Author contributions
G.D. designed and supervised research. N.A. carried out site-directed mutagenesis, produced and purified all the recombinant proteins of this study, performed in vitro experiments, and analyzed protein sequence and tridimensional models. S.P. and N.A. conducted negative-staining EM. M.M. and S.L-G conducted cell biology experiments using light and electron microscopy. A.L., J.D., and A.A.A. performed cryo-electron microscopy with N.A. R.G. ran MD simulations. All the authors analyzed the data. G.D. wrote the manuscript. All of the authors discussed the results and commented on the manuscript.
Data Availability
Raw data and source code are available from the corresponding author(s) upon reasonable request.
Competing interests
The authors declare no competing interests.

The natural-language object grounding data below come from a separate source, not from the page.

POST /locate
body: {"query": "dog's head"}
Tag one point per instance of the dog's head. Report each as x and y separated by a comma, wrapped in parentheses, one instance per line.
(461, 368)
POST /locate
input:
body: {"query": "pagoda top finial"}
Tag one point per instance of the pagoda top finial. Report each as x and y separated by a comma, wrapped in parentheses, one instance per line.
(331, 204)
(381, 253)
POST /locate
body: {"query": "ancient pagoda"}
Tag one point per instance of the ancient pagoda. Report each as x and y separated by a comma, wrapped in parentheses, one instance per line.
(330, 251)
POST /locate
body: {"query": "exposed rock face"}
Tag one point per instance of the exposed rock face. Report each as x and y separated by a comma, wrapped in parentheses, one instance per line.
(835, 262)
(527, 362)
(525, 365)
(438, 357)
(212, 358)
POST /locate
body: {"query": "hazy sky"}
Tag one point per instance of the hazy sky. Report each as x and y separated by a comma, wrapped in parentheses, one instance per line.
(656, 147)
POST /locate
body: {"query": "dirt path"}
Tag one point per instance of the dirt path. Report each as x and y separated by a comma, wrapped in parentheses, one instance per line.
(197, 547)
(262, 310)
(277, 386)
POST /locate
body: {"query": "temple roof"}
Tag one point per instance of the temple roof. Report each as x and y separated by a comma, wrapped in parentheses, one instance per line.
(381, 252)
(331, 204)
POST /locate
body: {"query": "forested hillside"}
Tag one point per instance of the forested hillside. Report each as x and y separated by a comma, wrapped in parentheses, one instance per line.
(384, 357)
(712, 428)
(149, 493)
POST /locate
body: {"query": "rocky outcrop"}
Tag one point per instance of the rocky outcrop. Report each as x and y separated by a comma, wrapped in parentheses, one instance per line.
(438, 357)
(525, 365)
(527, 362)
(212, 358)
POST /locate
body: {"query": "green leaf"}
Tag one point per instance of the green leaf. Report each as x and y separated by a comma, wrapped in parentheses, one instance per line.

Supplementary Movie 1. One example of an all-atom MD simulation of TgREMIND[72 to 838]. The length of the simulation is 250 ns. The protein is represented in a ribbon mode with the α-helices in purple, the 310 helices in blue, and the β-strands in yellow.
Acknowledgments
We thank Dr. J.C. Stachowiak and Drs. S. Zinn and S. Tomavo for plasmids and initial purification protocols. NA and this work were supported by an ANR-19-CE44-0006 grant from the Agence Nationale de la Recherche. The authors acknowledge the Electron Microscopy facility CCMA (Centre Commun de Microscopie Appliquée) from the « Université Côte d’Azur », part of the « Microscopie Imagerie Côte d’Azur » GIS IBiSA labeled platform, supported by Université Côte d’Azur, the “Région Sud » and the Département 06. The authors also acknowledge financial support from the CNRS-CEA network for transmission electron microscopy and atom probe studies (METSA, FR CNRS 3507) on the LPS cryo-EM platform. This work was supported by State aid under France 2030 (PhOM -Graduate School Physique) with reference ANR-11-IDEX-0003.